Gap 5: Taxonomy Routing Underperforms

The benchmark data reveals an uncomfortable truth: taxonomy-based room routing (rooms mode) consistently underperforms raw search.

Mode384d R@5256d R@5
raw0.9660.952
rooms0.8780.868

Room routing loses 8-9 percentage points compared to raw search. This means the taxonomy is currently hurting retrieval precision on LongMemEval, not helping it.

The likely cause: LongMemEval's question distribution does not align well with mempal's default taxonomy. Questions that span multiple rooms get routed to the wrong scope. Chapter 7's 34% improvement from Wing/Room filtering was measured on MemPalace's benchmark, where the taxonomy was presumably tuned for the data. mempal's auto-detected taxonomy from mempal init may not be well-calibrated for arbitrary datasets.

This does not invalidate spatial structure as a concept — it validates the design decision to make taxonomy editable rather than fixed. But it does mean that out-of-the-box taxonomy routing needs improvement, either through better auto-detection heuristics or through a "tune taxonomy from search feedback" mechanism that does not yet exist.

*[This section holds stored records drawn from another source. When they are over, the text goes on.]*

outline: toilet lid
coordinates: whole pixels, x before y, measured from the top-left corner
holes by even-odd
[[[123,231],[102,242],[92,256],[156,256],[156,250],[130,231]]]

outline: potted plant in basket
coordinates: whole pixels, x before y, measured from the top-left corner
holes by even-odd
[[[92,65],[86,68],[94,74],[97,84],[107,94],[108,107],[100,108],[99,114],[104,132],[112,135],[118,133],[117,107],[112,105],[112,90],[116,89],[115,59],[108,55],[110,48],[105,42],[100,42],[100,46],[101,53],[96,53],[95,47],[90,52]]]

Gap 6: Tunnel Discovery Is Forward-Looking

Tunnels work — we demonstrated this with a live example (the mempal-mcp room appearing in both mempal and hermes-agent wings). But with most users having only one wing, tunnels provide zero value in practice.

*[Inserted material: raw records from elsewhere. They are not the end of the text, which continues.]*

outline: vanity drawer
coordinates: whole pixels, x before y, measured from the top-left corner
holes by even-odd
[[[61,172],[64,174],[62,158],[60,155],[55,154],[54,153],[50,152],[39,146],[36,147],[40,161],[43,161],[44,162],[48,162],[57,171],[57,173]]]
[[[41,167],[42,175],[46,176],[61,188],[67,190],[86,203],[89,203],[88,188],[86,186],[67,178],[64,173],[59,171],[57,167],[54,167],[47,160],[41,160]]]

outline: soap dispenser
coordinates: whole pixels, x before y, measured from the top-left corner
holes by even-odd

The feature is architecturally sound (dynamic SQL discovery, inline search hints, zero storage cost) but awaits the multi-project use case to prove its worth. This is a feature that was built from analysis (Chapter 6) rather than from user demand — the honest assessment is that it may never be used by most users.


What These Gaps Mean

The gaps fall into three categories:

Acceptable tradeoffs (Gaps 1, 3): model2vec quality and lack of reranking are deliberate choices — speed and simplicity over marginal precision. The onnx feature and Reranker trait preserve upgrade paths.

Known limitations with workarounds (Gaps 2, 4): non-English search and manual KG are real limitations, but protocol-level workarounds (Rule 3a, potential Rule 4a) mitigate them for the target audience (AI agents that can translate and extract).

Unproven features (Gaps 5, 6): taxonomy routing regression and tunnel underuse suggest that some features were built from analysis rather than validated by usage. They need real-world feedback to prove or disprove their value.


The Remaining Blockers

For crates.io public release: the main blocker is no longer code quality (CI is green, tests pass, clippy is clean) but release process — token management, publish order, version policy. The benchmark data in this chapter provides the credibility foundation that was previously missing.

For broad adoption: the gap between "works for the author" and "works for anyone" is still uncrossed. Installation is a single cargo install, but the first-run experience (model download, mempal init, understanding wing/room concepts) has not been tested with users who did not build the tool.

For the book itself: this chapter closes the narrative loop that Part 10 opened. Twenty-five chapters analyzed MemPalace. Five chapters documented the rewrite. This chapter provides the honest self-assessment that makes the analysis credible — because a book that only praises its subject is marketing, not engineering.